Golden Bear
- Former names: Golden Lion Cafe
- Type: nightclub
- Events: rock and roll, folk music

Construction
- Opened: 1923
- Closed: 1986
- Demolished: 1986

= Golden Bear (nightclub) =

Nightclub in Huntington Beach, California

The Golden Bear was a nightclub in Huntington Beach, California, from 1923 to 1986. The Golden Bear was located on Pacific Coast Highway, just south of Main Street. It started out as a restaurant, and eventually hosted such artists as Dick Dale, Janis Joplin, Arlo Guthrie, Stevie Ray Vaughan, The Doors, Jackson Browne, Jimi Hendrix, Joan Jett & the Blackhearts, Dave Mason, Tower of Power, The Chambers Brothers, José Feliciano, Hoyt Axton, Bonnie Raitt, Rory Gallagher, Bill Monroe, Steve Martin, Linda Ronstadt and Jerry Garcia.

==Early history==
The Golden Bear started as The Golden Lion Cafe at 226 Main Street in Huntington Beach and was founded by Harry Bakre in 1923. The name was changed to The Golden Bear Cafe
in 1926 to avoid any legal issues with Bakre's former employer with the same name. It moved to its location at 306 Pacific Coast Highway (then called Ocean Avenue) on June 29, 1929, shortly before the Great Depression. It continued as a restaurant until Bakre retired in 1951. After that the building was the home to various restaurants. After Bakre's death in 1957, the building was vacant except for an art supply store in its front section.

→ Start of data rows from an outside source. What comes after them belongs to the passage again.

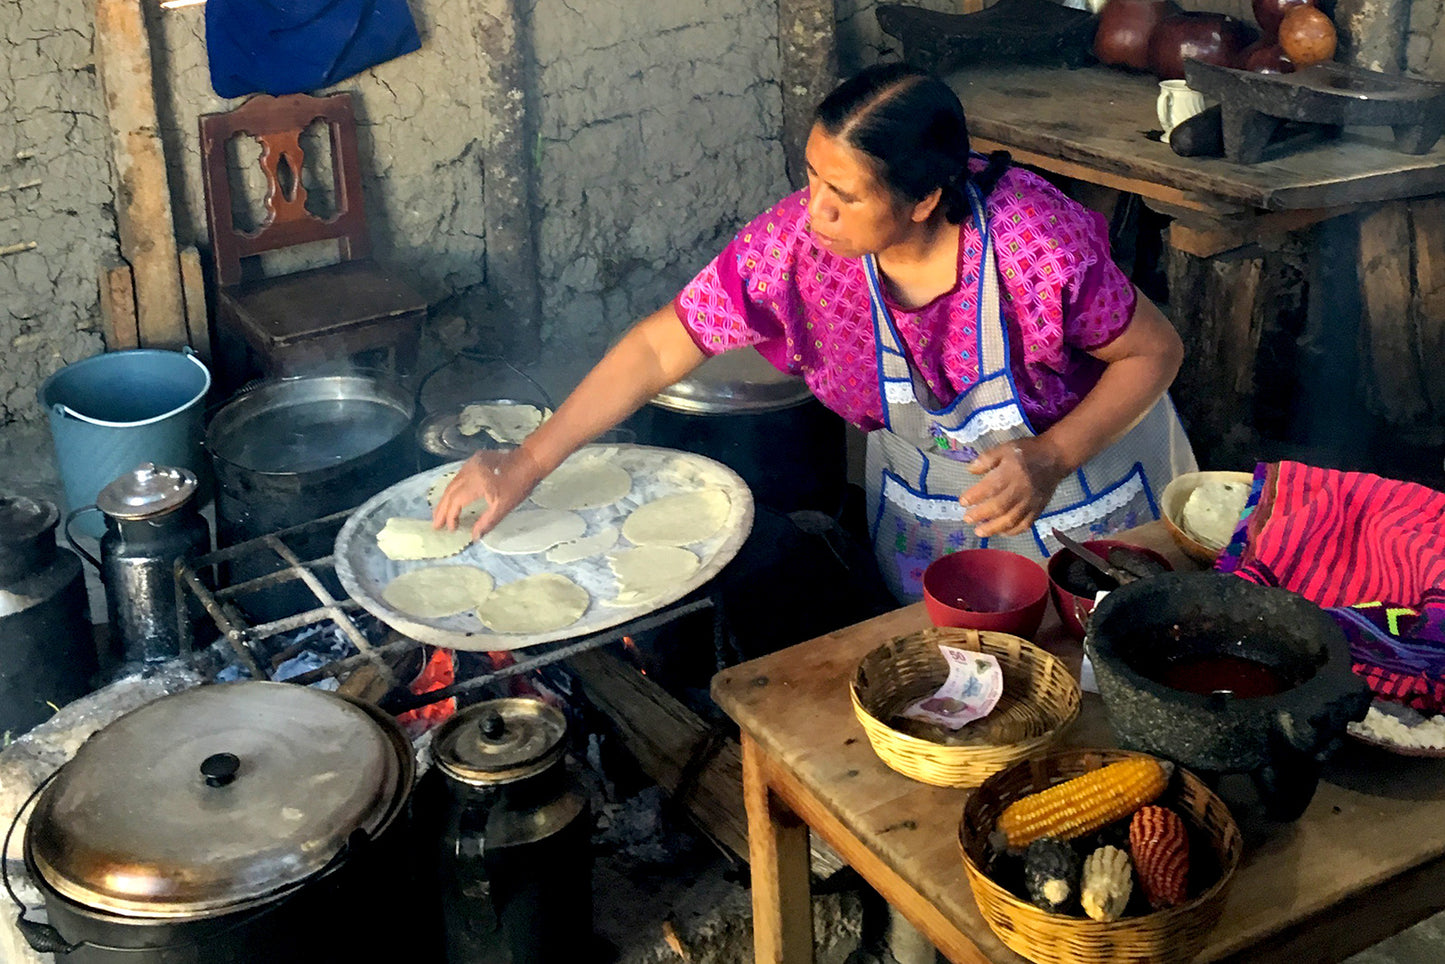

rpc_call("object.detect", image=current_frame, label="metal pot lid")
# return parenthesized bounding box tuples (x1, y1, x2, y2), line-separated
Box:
(649, 347, 813, 415)
(0, 493, 58, 545)
(433, 697, 567, 786)
(95, 463, 197, 520)
(26, 681, 403, 918)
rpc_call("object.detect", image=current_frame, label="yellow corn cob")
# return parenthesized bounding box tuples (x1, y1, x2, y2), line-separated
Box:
(995, 758, 1170, 849)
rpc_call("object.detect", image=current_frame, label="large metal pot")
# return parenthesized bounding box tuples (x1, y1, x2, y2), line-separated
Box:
(205, 373, 416, 622)
(15, 681, 432, 962)
(626, 347, 846, 515)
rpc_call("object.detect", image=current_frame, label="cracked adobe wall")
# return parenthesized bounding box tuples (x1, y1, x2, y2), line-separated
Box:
(531, 0, 788, 356)
(0, 0, 786, 423)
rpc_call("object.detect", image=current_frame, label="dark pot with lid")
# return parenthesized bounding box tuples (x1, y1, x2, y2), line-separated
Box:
(627, 346, 846, 515)
(419, 697, 593, 964)
(1085, 572, 1371, 820)
(14, 681, 432, 962)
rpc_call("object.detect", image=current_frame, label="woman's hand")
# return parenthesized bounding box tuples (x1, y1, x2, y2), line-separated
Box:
(432, 446, 547, 541)
(959, 436, 1070, 537)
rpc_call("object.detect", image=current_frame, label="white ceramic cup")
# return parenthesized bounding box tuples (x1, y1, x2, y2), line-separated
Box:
(1157, 80, 1208, 144)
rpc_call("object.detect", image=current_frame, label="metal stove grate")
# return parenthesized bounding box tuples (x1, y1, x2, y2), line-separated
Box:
(177, 510, 724, 710)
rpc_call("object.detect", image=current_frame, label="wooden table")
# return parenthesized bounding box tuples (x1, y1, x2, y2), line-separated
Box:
(943, 63, 1445, 262)
(711, 522, 1445, 963)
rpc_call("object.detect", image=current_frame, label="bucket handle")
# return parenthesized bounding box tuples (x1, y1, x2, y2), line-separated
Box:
(63, 507, 102, 569)
(50, 347, 212, 429)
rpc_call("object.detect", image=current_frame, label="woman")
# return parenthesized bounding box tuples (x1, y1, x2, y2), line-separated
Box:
(435, 63, 1197, 601)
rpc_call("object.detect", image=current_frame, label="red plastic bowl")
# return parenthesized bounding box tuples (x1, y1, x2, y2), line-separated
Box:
(921, 548, 1050, 638)
(1046, 539, 1174, 640)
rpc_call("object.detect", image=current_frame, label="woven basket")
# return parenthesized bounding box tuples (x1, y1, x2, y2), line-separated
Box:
(849, 627, 1080, 787)
(959, 747, 1244, 964)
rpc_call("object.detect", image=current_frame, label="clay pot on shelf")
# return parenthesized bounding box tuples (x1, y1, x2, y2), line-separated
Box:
(1094, 0, 1182, 71)
(1278, 5, 1337, 67)
(1252, 0, 1315, 41)
(1148, 11, 1256, 80)
(1239, 39, 1295, 73)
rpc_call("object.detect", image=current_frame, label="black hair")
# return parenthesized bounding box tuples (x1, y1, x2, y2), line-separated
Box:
(814, 62, 1010, 224)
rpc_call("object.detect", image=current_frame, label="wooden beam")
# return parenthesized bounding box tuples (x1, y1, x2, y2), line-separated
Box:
(1164, 205, 1363, 259)
(94, 0, 187, 349)
(1358, 201, 1430, 423)
(971, 136, 1252, 217)
(178, 245, 210, 360)
(566, 646, 844, 876)
(1410, 197, 1445, 418)
(779, 0, 835, 188)
(98, 260, 140, 350)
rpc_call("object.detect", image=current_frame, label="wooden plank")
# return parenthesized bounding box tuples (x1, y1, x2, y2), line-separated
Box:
(1358, 201, 1430, 423)
(948, 65, 1445, 211)
(1410, 197, 1445, 418)
(178, 245, 210, 361)
(94, 0, 186, 349)
(743, 735, 816, 964)
(1165, 205, 1361, 259)
(98, 260, 140, 350)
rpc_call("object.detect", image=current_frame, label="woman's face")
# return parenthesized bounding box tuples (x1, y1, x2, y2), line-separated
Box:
(804, 125, 918, 258)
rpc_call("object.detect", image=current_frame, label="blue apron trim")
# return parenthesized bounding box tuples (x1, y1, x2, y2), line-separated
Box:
(1027, 463, 1157, 555)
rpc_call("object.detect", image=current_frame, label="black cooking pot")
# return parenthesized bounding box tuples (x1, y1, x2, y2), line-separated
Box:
(1085, 572, 1372, 820)
(12, 682, 434, 963)
(625, 347, 847, 515)
(206, 373, 417, 622)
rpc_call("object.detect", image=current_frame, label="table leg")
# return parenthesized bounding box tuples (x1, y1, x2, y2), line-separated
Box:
(742, 733, 815, 964)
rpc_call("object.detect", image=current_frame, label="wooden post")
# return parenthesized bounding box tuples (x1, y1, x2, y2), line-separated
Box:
(94, 0, 187, 349)
(779, 0, 836, 188)
(1358, 202, 1434, 427)
(98, 260, 140, 350)
(742, 735, 815, 964)
(1410, 197, 1445, 419)
(178, 246, 210, 361)
(1333, 0, 1409, 73)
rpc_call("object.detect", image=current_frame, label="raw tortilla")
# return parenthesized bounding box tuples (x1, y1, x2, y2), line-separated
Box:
(621, 488, 731, 546)
(476, 573, 589, 634)
(427, 470, 487, 528)
(545, 526, 619, 565)
(382, 565, 494, 618)
(480, 509, 586, 554)
(458, 403, 548, 444)
(604, 545, 700, 607)
(530, 458, 632, 510)
(1180, 479, 1249, 548)
(376, 517, 473, 561)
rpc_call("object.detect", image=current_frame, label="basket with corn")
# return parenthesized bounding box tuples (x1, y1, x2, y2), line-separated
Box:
(958, 748, 1243, 964)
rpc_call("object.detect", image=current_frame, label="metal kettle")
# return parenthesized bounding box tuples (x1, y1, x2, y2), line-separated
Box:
(65, 463, 212, 664)
(423, 697, 594, 964)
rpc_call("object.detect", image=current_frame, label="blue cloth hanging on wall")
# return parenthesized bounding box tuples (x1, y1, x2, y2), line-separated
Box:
(206, 0, 422, 99)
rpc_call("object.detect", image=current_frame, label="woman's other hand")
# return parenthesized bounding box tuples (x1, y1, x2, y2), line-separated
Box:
(959, 436, 1069, 537)
(432, 446, 546, 541)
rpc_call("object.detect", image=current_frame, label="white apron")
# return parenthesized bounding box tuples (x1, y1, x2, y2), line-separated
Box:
(863, 185, 1197, 601)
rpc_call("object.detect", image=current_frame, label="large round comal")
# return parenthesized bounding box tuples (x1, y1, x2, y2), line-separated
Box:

==Delbert Kauffman (1963–1966)==
In 1963, Delbert Kauffman took over and established the Golden Bear as a folk music club. The first act they hosted was Les Baxter's Balladeers, featuring a young David Crosby. Other artists that were booked at the Golden Bear under Kauffman were Hoyt Axton, Lovin' Spoonful, and Buffalo Springfield. Bob Dylan appeared at a Golden Bear Presents concert at Long Beach Wilson High School in December 1964. During this time Peter Tork, later of The Monkees, worked as a dishwasher at the club before becoming famous as a musician. However, by 1966 Kauffman was bankrupt and closed the club. Kauffman has lived in Takilma, Oregon for decades.

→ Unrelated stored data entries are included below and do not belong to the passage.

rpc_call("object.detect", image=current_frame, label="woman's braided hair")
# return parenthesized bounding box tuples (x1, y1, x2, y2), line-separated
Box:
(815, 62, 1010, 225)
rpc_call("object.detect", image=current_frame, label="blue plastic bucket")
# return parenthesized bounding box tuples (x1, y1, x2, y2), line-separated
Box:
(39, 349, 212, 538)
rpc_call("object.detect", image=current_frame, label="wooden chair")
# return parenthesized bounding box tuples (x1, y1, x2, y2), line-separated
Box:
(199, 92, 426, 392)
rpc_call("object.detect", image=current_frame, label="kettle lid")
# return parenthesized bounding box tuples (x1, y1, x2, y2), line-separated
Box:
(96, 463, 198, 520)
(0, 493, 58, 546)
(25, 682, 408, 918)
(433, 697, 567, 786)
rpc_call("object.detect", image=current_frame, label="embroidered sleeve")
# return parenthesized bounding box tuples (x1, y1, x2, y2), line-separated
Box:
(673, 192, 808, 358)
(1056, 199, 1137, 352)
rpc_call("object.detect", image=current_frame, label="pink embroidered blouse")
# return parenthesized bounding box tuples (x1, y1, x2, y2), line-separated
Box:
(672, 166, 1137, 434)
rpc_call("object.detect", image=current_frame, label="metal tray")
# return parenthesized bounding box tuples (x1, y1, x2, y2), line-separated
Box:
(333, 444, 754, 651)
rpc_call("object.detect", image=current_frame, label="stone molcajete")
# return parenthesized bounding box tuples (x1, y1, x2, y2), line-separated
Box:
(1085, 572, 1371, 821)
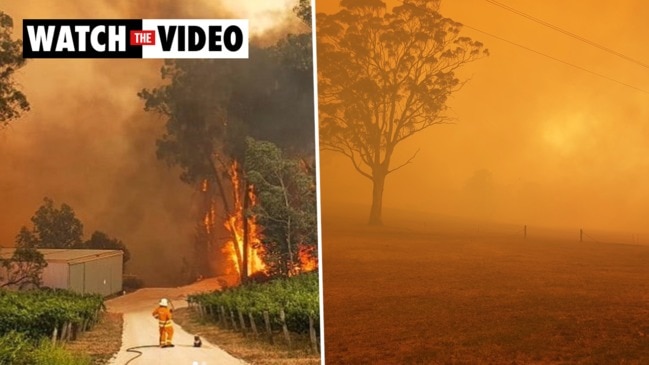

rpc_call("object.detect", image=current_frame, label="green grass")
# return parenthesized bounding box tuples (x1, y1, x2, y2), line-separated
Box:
(0, 331, 91, 365)
(322, 217, 649, 364)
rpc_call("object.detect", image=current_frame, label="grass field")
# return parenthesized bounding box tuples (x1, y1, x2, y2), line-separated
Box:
(321, 211, 649, 364)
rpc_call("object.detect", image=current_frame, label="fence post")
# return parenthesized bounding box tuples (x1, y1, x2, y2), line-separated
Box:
(220, 306, 227, 327)
(263, 310, 274, 344)
(580, 228, 583, 242)
(248, 312, 259, 337)
(238, 309, 247, 335)
(524, 225, 527, 239)
(229, 309, 238, 330)
(309, 316, 319, 354)
(280, 308, 292, 348)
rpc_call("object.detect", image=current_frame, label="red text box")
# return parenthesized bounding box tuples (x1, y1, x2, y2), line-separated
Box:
(130, 30, 156, 46)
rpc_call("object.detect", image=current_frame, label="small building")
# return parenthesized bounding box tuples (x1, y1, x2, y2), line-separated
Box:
(0, 249, 123, 296)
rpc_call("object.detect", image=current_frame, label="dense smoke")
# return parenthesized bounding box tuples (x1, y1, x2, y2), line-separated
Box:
(318, 0, 649, 241)
(0, 0, 306, 286)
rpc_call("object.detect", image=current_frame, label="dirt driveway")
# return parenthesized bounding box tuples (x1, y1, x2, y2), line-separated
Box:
(106, 279, 247, 365)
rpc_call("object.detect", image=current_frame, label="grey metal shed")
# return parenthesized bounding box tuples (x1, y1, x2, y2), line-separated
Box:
(0, 249, 123, 296)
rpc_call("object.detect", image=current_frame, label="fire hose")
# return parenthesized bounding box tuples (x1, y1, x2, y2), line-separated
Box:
(124, 343, 205, 365)
(124, 299, 204, 365)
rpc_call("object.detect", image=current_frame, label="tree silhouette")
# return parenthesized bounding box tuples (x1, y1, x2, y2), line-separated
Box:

==George Nikas (1966–1974)==
George Nikas reopened the club in 1966, and began booking rock bands as music evolved. Musicians performing during this time period included Janis Joplin, Neil Young, The Flying Burrito Brothers, Jimmy Reed, Seals and Crofts, Richie Havens, and others. The Doors and Jimi Hendrix are also reported to have played at the Golden Bear, although other sources indicate that Kauffman and Nikas both stated otherwise. By the early 1970s, Nikas felt he was ready to sell the business.

==Babiracki trio (1974–1986)==
In 1974, brothers Rick and Chuck Babiracki, and Rick's wife, Carole, purchased the Golden Bear. They continued to book a diverse list of entertainers, such as Jeff Lorber Fusion with Kenny G, Muddy Waters, Jerry Garcia, Patti Smith, Cheap Trick, The Ramones, The Bongos, Agent Orange, Arlo Guthrie, Maria Muldaur, Peter Gabriel and comedian Steve Martin.

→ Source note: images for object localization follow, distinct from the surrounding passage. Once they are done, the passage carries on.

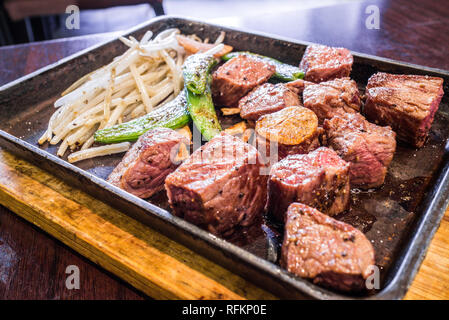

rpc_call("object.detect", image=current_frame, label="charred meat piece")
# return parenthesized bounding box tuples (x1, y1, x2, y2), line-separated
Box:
(255, 106, 320, 162)
(107, 128, 189, 199)
(323, 113, 396, 189)
(165, 132, 267, 235)
(364, 72, 444, 147)
(299, 45, 353, 83)
(303, 77, 361, 123)
(281, 203, 375, 292)
(268, 147, 350, 221)
(212, 55, 275, 107)
(239, 83, 301, 124)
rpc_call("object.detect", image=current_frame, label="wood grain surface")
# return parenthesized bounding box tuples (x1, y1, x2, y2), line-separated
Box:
(0, 0, 448, 299)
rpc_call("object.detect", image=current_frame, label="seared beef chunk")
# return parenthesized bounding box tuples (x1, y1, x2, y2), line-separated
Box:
(299, 45, 353, 83)
(323, 113, 396, 189)
(212, 55, 275, 107)
(268, 147, 350, 221)
(255, 106, 320, 162)
(364, 72, 444, 148)
(165, 132, 267, 235)
(281, 203, 375, 292)
(239, 83, 300, 123)
(303, 77, 361, 123)
(108, 128, 188, 199)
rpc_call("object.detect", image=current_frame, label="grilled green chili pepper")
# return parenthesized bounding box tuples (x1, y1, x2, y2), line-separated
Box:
(94, 91, 190, 143)
(183, 53, 217, 94)
(222, 51, 304, 82)
(183, 54, 221, 141)
(185, 86, 221, 141)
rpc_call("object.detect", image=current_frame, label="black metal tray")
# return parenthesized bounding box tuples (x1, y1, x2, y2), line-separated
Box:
(1, 16, 449, 300)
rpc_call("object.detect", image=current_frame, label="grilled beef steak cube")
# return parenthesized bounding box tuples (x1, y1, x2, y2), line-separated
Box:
(364, 72, 444, 147)
(303, 77, 361, 123)
(107, 128, 189, 199)
(323, 113, 396, 189)
(281, 203, 375, 292)
(255, 106, 321, 163)
(165, 132, 267, 235)
(268, 147, 350, 221)
(212, 55, 275, 107)
(299, 45, 353, 83)
(239, 83, 301, 124)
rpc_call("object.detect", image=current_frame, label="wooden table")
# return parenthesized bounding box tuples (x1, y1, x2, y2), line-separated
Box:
(1, 0, 448, 299)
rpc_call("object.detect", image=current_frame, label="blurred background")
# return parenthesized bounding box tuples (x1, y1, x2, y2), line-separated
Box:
(0, 0, 357, 46)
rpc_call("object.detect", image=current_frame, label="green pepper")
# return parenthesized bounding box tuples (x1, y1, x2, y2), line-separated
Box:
(222, 51, 304, 82)
(183, 54, 222, 141)
(185, 86, 221, 141)
(94, 91, 190, 143)
(183, 53, 217, 95)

In 1979 the artist Wyland, who lived next door, painted the outside wall of the building. It showed musical notes and some of the artists that performed at the venue. Wyland later became famous for his Whaling Walls.

==Closure==
The Golden Bear closed because of the costs involved in retrofitting the brick building for seismic compliance and the redevelopment of downtown Huntington Beach. The last performance was on January 29, 1986, by Robin Trower.

==Postclosure==
In 1990, an attempt was made to resurrect the Golden Bear as "Pepper's Golden Bear" in the new building on the original site. An unknown Will Ferrell made his stand-up comedy debut at the club during this period. However, it closed after six months. In 2010, Joe Daichendt, co-owner of Pierside Pavilion, proposed a new, $2 million, 7,500 sqft Golden Bear. The venue would be built at the site of movie theaters that closed in 2006.

Huntington Beach celebrated memories of the club for the city's centennial celebration in September 2009, with a two-day Golden Bear reunion at the Hilton Waterfront Beach Resort, a few blocks from the original location. Honk, David Lindley, Ray Manzarek of The Doors, the Nitty Gritty Dirt Band, Chris Hillman and Herb Pederson were among the performers for the city's 100-year anniversary. In 2014, the city unveiled a commemorative plaque honoring the venue on the wall of the Pierside Pavilion.

There is a planned revival of the nightclub in the works, set to open at OC Vibe in Anaheim in late 2028.